There are only a few fungi which are bright purple and this is one of them, the Violet Webcap, Cortinarius violaceus:
It’s glorious isn’t it?
It’s another one from my archive; this time from Houndtor Woods in Devon in 2005.
Here it is mentioned in Samuel Frederick Gray’s A natural arrangement of British plants: according to their relations to each other as pointed out by Jussieu, De Candolle, Brown, &c from 1821 where it’s called the Violet Curtain-Stool:
If it were more common I’m sure it would have many more folk names.
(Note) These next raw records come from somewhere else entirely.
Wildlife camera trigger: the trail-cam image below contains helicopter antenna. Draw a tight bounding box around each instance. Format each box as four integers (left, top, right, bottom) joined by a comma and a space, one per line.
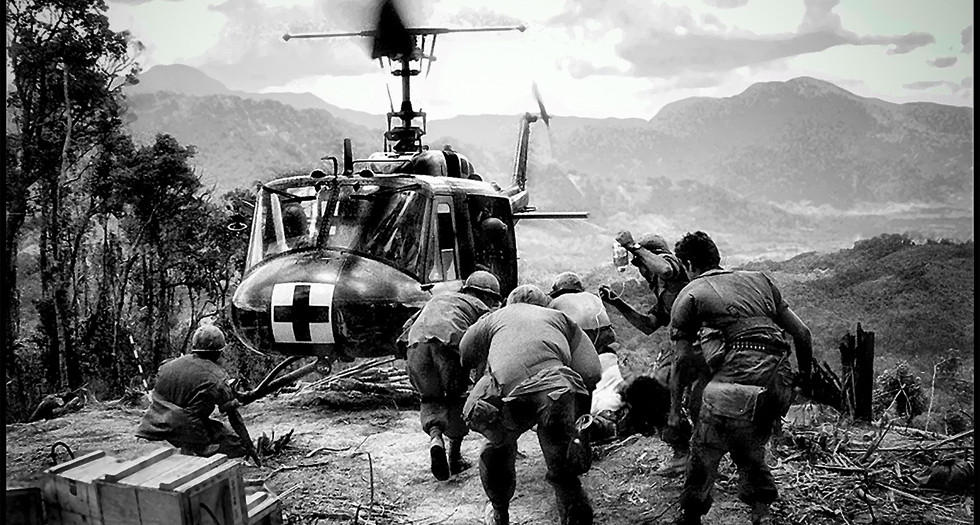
282, 0, 526, 153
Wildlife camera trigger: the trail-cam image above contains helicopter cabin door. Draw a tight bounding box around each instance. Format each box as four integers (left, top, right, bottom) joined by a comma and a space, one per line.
427, 196, 460, 282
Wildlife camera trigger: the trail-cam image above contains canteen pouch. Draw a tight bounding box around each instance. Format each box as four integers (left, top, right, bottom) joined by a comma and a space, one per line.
701, 381, 772, 422
463, 374, 504, 439
698, 326, 727, 370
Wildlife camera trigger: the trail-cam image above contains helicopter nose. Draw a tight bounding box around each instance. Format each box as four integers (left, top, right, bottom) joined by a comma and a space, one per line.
232, 250, 429, 361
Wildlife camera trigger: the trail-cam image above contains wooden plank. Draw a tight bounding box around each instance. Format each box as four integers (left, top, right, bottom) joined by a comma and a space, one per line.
59, 456, 119, 483
44, 450, 105, 474
174, 460, 248, 524
134, 454, 204, 488
246, 497, 282, 525
116, 455, 186, 487
3, 487, 42, 525
95, 481, 144, 525
102, 447, 177, 482
245, 490, 269, 514
130, 487, 182, 525
158, 454, 228, 490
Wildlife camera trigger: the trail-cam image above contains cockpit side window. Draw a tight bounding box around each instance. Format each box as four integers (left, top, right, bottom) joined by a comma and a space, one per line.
246, 187, 319, 267
428, 199, 459, 282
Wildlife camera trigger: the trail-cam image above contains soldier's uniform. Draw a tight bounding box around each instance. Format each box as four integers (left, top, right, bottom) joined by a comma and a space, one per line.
460, 285, 601, 525
136, 353, 245, 457
671, 269, 792, 519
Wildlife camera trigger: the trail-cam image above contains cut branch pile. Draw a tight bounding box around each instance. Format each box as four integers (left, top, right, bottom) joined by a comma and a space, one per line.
284, 358, 419, 409
773, 414, 974, 525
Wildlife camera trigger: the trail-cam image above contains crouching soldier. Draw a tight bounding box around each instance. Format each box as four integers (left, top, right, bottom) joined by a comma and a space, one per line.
136, 324, 260, 465
460, 284, 601, 525
668, 232, 812, 525
407, 271, 500, 481
599, 231, 707, 476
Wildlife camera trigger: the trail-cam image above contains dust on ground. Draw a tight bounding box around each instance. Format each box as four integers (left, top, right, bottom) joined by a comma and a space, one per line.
5, 395, 748, 525
5, 378, 973, 525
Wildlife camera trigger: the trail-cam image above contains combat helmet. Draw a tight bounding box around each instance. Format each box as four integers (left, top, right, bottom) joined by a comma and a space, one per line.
636, 233, 670, 253
548, 272, 585, 297
507, 284, 551, 307
191, 324, 226, 353
459, 270, 500, 301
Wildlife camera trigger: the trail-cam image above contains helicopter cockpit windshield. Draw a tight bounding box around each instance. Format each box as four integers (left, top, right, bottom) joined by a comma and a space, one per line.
246, 182, 430, 275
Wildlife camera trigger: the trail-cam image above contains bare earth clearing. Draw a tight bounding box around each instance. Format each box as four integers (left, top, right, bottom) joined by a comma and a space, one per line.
5, 370, 974, 525
6, 395, 748, 524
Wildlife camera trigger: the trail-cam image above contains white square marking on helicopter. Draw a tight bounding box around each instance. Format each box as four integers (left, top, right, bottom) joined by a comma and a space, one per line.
270, 283, 334, 344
The International Mycological Association (yes, there is such a thing) has an old illustration of it:
My various mushroom books say it is ‘endangered’, ‘rare’, ‘not uncommon’ or not even mentioned. That’s clear then.
In my 1930s copy of British Fungi and How to Identify Them by JH Crabtree it shows Cortinarius violaceus with a deeply unhelpful black and white photograph:
The book says, “As its name indicates, this fungus is in good favour with those who consider mushrooms from an edible point of view. It is regarded as a luscious esculent with an appetising flavour.” Crabtree calls it ‘The Imperial’. I suspect that the name is because of the imperial purple colour and not the flavour. Nowadays it is described as ‘bitter’, ‘no discernible taste’ and ‘too easily confused with other toxic or poisonous Cortinarius species’. Times have changed.